In India IT parks are as common as lamp posts. You may find a city in India without public park but its hard to find a city without IT park! This makes the life of architects that much difficult as they have to strive hard to ensure buildings designed by them remain distinct and unique. Here is an example, EON IT Park in Maharashtra which has a unique shape and design. Do you know what inspired its design?
The IT Park, an elegantly arranged quartet of buildings totalling 4,000,000 square feet (400,000 square meters), was designed by the international award-winning architectural practice, Form4 Architecture, in 2014 and is located in Pune’s EON Free Zone, a Special Economic Zone established by the government to encourage development.
Of course, the inspiration for the design of the building is clear, lotus flower – white lotus, India’s national flower. According to the architects, the design began as different iterations of the shape of the lotus flower petal. Ultimately, four “petals” were arranged like a four-leaf clover in plan with an open space at its center.
In response to the extreme heat and humidity and the goal of populating the outdoor spaces for more than just a few months of the year, the buildings themselves contain semi-conditioned, shaded atrium spaces that serve as meeting or gathering spaces for the buildings’ occupants. At dusk, each courtyard morphs into a giant kaleidoscope by the delineation of building elements with neon lighting.
Raised on the ground plane, the complex picks up a teleological dimension in that it becomes a quasi-temple devoted to the future of technology and its own iconography. As the eye follows the sweeping shape of the roof line, a vivid image of the fluid plane emerges. The building opens up and embraces the users of a new society. This iconic project, both in its construction phase and completion, exemplifies technology as a transformative force for the language of architecture in a fast-growing country like India.
Sustainability factors too have been given due significance in the design and eventually achieving LEED Gold. “Our strategy included addressing energy needs, water use, waste, materials and heat island effect,” says the practice.
Final outcome of this strategy too is visible -68% reduction in water usage. Further, treated waste water is reused for landscaping.

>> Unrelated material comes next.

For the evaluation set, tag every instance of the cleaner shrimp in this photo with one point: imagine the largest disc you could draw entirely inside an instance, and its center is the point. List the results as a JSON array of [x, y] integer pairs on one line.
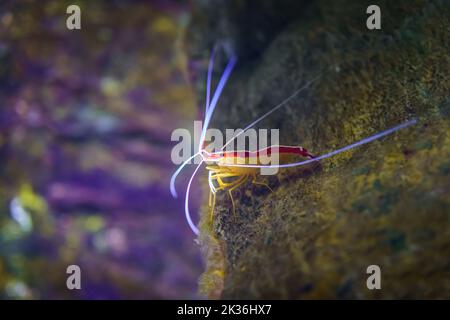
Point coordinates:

Energy conservation measures like under deck insulation in the roof, efficient lighting design, occupancy sensors, wall insulation, VRV system in office areas, and double glazed high performance glass have resulted in 20% reduction in energy consumption. Further, 75.60% of the total project’s materials, by cost, were manufactured within 500 miles (800 kilometers) of the project site. Also, 98.18% of construction waste like reinforcement steel, cement bags, plastic and broken tiles was diverted from landfills.
Thus, the Falling Lotus Blossoms project is the 21st-century workplace, which sets a grand scale in counterpoint to the rugged Indian countryside, overlooks a river and the fields beyond on a flat site that was previously almost entirely untouched.